ENISA: Concerted EU efforts are needed to avoid a 'digital 9/11' and combat cyber threats
ENISA presented a summary of its 'General Report 2007' and showcased some of its activities. The Agency underlined the crucial importance of Network and Information Security (NIS) for the European economy, in particular in regards to the i2010 goals (http://europa.eu/...).
Today, 30% of global trade is 'digitally dependent'. Spam costs business about €64,5bn in 2007, double the 2005 figure (Source: Ferris). As only 6% of spam reaches mailboxes, the problem is perceived to be under control. However, it is growing in quantity, size and bandwidth and remains a costly problem (http://www.enisa.europa.eu/...), with 94 % of spam being the invisible part of the 'ice-berg'.
The Agency highlighted its success in mitigating Cyber Attacks by supporting the set up of 'Computer Emergency Response Teams' (CERT), almost like 'digital fire brigades'. In 2005, only eight EU Member States had governmental CERTs, whereas in 2008 the number has almost doubled to 14 (http://www.enisa.europa.eu/...), with ten more planned within the next one to two years. CERTs are key components in combating cyber attacks such as those in Estonia, or spam generated by 'botnets'; hijacked computers of which there are 6mn in Europe (http://www.enisa.europa.eu/...) used by organised criminals for sending spam and committing online fraud.

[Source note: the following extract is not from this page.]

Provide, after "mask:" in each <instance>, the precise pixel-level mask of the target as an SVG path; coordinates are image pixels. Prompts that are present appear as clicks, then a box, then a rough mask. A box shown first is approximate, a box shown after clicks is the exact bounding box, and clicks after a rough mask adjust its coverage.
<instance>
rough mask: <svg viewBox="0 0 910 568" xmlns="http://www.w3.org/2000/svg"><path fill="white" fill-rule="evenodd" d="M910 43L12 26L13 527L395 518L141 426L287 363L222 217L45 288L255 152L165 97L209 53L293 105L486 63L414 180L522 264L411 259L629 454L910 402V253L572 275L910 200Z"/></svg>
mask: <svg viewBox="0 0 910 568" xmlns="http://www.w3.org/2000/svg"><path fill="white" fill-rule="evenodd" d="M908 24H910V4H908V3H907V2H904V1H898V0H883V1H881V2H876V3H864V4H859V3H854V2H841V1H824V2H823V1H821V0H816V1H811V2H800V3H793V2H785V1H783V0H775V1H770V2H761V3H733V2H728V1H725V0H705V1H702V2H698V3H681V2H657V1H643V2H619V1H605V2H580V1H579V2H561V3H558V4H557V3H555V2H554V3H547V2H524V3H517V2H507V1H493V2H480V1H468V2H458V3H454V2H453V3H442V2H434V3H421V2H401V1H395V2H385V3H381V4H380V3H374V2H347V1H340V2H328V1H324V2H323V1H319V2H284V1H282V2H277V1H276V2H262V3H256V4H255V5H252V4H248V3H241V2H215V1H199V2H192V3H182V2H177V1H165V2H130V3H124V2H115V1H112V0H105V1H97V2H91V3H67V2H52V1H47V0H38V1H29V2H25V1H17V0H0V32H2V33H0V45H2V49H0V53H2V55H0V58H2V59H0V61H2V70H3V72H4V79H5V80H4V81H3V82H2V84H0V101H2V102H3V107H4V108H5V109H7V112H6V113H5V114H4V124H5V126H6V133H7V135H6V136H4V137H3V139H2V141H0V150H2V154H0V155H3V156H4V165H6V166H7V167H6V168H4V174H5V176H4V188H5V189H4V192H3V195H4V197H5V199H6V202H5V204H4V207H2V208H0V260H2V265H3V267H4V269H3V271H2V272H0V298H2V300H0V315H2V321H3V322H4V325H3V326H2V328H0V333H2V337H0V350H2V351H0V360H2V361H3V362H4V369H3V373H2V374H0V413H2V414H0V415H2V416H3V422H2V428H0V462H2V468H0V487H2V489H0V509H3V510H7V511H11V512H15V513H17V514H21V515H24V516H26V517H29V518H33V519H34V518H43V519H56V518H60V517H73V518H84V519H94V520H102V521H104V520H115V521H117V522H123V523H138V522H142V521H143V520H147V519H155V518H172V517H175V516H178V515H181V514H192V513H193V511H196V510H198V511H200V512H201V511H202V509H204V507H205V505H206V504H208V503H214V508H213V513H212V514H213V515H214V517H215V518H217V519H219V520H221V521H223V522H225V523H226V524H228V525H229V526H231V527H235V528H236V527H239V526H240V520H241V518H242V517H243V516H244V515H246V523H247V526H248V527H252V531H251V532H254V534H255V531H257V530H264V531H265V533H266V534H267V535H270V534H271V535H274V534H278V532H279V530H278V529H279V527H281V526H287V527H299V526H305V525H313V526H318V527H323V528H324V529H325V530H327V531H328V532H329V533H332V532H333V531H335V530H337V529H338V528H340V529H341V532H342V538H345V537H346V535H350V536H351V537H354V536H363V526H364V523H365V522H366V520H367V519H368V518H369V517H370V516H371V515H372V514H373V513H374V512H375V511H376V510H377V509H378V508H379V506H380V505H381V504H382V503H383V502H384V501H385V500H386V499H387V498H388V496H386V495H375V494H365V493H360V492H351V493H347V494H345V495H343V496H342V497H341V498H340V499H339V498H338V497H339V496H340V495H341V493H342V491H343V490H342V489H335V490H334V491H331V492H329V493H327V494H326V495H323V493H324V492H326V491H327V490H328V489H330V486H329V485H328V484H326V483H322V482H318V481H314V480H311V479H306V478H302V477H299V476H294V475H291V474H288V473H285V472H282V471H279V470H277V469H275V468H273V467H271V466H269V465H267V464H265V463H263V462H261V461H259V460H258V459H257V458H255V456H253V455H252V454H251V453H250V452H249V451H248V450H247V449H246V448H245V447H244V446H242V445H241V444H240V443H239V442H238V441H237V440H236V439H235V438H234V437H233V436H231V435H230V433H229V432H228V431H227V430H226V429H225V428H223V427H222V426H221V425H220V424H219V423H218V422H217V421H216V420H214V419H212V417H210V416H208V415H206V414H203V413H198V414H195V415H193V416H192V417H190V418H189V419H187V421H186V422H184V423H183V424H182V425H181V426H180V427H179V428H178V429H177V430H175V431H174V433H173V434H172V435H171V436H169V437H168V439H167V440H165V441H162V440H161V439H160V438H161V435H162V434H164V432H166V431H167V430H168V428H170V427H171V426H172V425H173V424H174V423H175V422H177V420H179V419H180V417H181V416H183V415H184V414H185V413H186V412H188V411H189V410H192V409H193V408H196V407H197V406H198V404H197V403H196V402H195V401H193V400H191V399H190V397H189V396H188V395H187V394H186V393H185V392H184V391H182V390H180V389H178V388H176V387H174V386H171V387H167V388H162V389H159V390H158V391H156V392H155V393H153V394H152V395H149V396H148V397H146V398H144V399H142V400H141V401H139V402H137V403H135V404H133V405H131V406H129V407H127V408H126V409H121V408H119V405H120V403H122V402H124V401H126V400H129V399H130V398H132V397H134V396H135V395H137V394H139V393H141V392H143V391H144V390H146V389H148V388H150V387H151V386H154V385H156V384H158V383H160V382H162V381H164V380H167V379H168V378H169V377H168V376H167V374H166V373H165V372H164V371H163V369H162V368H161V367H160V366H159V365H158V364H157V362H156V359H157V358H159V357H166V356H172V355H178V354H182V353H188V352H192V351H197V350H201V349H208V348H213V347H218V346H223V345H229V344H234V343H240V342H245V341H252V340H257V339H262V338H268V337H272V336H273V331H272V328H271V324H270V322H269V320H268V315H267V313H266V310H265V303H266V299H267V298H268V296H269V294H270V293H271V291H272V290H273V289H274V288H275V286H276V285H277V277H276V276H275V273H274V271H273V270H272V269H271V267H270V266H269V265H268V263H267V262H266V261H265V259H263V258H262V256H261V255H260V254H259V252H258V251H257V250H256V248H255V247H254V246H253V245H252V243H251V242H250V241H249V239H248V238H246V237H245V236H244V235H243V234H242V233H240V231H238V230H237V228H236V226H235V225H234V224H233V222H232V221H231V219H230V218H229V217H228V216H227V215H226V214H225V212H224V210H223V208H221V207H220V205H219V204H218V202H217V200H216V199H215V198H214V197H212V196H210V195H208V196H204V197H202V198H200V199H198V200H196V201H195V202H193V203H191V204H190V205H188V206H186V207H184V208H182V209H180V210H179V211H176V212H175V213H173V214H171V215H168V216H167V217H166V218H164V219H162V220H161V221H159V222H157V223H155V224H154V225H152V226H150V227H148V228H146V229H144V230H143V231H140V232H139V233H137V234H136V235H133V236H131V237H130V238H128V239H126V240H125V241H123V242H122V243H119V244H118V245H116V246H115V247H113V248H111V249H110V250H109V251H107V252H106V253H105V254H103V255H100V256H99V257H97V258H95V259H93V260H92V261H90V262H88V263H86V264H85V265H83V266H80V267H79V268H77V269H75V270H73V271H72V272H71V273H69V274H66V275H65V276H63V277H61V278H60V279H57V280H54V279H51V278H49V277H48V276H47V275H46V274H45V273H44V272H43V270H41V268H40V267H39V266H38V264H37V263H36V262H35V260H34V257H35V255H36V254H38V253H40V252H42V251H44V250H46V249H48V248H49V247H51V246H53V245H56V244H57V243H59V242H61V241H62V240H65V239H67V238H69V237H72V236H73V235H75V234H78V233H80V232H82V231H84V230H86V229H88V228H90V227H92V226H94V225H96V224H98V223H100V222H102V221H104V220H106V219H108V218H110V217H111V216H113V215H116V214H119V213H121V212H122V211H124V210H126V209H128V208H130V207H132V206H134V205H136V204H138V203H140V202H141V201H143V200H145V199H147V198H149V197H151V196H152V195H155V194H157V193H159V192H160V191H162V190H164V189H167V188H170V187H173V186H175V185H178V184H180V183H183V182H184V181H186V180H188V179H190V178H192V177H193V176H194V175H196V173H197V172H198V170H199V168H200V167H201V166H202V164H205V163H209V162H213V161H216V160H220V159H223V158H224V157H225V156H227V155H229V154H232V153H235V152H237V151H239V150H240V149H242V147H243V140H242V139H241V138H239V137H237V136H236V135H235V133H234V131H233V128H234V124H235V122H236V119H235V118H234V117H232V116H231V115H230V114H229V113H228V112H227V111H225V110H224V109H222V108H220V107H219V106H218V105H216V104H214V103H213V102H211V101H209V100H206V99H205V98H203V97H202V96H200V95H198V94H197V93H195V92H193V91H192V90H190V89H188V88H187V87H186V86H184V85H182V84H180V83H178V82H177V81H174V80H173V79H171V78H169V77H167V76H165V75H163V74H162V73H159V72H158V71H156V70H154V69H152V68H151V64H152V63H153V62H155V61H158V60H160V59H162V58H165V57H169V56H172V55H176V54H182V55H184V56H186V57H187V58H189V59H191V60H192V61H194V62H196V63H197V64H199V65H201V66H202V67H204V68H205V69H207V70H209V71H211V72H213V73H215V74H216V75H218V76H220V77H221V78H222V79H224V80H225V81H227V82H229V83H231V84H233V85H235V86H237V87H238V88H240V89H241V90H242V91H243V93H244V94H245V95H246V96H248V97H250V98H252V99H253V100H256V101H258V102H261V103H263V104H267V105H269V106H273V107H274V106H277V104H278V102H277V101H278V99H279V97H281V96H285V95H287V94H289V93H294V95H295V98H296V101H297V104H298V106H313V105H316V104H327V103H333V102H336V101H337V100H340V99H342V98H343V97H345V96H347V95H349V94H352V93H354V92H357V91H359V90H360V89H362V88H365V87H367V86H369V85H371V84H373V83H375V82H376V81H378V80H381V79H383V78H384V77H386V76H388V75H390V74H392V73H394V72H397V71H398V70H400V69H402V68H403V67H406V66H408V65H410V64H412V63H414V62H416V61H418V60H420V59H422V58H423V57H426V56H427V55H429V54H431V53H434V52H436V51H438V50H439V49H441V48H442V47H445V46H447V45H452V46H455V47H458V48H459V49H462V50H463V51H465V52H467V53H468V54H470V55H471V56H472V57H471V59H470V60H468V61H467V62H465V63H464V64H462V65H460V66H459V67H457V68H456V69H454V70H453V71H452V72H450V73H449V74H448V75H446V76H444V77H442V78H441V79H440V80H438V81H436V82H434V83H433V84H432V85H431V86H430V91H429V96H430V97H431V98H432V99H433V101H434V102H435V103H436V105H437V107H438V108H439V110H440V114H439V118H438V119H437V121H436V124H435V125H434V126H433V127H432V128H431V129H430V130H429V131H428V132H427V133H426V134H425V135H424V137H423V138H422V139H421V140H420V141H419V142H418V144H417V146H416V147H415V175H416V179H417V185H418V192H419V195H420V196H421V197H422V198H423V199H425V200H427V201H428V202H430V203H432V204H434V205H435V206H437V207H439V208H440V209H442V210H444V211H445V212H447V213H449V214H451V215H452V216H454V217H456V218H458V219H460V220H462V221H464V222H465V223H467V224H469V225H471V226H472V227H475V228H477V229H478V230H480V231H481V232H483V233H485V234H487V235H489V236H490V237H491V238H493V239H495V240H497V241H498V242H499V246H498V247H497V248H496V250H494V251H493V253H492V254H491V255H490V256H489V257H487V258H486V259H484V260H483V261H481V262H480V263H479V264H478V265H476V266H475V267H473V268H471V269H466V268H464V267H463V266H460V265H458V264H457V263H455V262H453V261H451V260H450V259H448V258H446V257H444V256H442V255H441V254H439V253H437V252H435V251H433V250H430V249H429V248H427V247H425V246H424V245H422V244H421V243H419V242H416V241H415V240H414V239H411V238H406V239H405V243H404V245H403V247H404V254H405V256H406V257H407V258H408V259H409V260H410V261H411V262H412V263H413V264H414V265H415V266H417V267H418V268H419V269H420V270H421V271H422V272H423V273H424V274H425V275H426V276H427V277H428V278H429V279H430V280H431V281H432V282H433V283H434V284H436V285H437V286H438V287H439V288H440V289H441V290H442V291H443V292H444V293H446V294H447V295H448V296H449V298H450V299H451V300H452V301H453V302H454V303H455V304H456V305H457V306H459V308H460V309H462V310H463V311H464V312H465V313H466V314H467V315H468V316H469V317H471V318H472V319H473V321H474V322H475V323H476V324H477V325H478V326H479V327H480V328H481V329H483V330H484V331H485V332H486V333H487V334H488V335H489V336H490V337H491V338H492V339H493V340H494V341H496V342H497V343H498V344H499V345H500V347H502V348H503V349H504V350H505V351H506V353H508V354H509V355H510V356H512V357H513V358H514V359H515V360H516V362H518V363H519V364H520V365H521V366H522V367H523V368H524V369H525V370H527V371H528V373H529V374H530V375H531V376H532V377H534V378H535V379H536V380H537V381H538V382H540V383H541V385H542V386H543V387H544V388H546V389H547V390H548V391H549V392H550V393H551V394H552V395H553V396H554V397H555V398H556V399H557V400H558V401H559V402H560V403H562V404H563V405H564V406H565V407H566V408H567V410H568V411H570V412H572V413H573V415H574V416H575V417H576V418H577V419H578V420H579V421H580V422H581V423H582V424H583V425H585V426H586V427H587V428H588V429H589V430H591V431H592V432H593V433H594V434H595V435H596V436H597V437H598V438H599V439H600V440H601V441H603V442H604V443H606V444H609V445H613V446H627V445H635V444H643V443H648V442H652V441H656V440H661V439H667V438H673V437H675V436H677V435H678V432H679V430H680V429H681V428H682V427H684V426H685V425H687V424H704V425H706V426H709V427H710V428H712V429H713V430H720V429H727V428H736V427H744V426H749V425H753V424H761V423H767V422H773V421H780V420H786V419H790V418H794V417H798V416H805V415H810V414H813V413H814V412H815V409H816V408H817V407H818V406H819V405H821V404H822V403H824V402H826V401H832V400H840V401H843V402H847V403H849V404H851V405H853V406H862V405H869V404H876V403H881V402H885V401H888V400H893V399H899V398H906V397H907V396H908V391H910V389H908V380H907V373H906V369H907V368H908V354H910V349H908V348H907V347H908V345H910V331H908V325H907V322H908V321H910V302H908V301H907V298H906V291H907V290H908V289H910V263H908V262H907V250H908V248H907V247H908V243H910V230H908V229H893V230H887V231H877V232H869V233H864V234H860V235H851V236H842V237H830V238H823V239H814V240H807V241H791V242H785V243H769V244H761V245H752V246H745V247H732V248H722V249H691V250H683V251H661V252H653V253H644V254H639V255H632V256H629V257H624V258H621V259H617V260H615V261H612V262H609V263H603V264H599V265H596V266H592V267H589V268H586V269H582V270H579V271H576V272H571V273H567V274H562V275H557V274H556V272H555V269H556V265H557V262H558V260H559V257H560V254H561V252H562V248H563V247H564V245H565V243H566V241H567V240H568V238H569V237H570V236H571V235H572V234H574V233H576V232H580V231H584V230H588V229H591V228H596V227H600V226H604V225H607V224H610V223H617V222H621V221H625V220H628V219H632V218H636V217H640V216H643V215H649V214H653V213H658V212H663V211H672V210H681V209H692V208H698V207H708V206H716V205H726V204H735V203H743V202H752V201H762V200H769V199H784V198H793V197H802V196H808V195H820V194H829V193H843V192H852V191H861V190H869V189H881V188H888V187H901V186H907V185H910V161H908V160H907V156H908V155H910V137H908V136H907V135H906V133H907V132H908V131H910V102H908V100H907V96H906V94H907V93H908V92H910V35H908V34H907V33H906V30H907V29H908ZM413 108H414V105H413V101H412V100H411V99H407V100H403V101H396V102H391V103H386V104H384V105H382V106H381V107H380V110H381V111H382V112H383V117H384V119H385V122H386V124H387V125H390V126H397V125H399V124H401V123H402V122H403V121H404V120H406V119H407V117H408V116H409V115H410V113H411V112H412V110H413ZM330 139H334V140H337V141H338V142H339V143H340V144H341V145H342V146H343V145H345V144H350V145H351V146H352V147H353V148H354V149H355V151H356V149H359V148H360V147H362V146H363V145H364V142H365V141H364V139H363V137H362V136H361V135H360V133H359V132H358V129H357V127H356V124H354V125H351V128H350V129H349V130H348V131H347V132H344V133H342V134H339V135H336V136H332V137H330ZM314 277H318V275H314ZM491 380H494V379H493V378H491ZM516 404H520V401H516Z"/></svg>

At the same time, ENISA underlined a concerning imbalance in Member States' security measures. The Executive Director of ENISA, Mr Andrea Pirotti commented:
"Europe must take security threats more seriously and invest more resources in NIS. Therefore, ENISA calls for the EU to introduce mandatory reporting on security breaches and incidents for business, just as the US has already done. The Member States should undertake concerted efforts to reduce the imbalances in security levels, with more cross-border cooperation. ENISA is confident that the need for secure networks to safeguard the European economy is a distinct driving force for Member States to cooperate more closely.", Mr Pirotti concluded.
The Agency stressed the risks of online social networking sites (http://www.enisa.europa.eu/...) and recommended for example a review of the Regulatory Framework of Directive 2002/58 on privacy and electronic communications.
ENISA has produced a feasibility study on a European Information Sharing and Alert System (http://www.enisa.europa.eu/...) for citizens and small business, with SMEs constituting 2/3 of the EU economy. ENISA has launched a three-year program as of the beginning of 2008 to improve resilience to public e-communication networks, for Member States to mitigate the risks of a digital 9/11.
Upcoming future threats and risks beyond 2008 were identified: e.g. fraud in virtual worlds, where assets are estimated to be between €64,5mn and €100mn (in 2006). The Agency will in 2008 issue various Position Papers with recommendations, e.g. on interoperable eID for Europe.The Agency is an Expert body, providing independent, expert advice to the EU and its Member States, in e.g. Risk Management/Assessment, Awareness Raising, security policies, resilience, etc.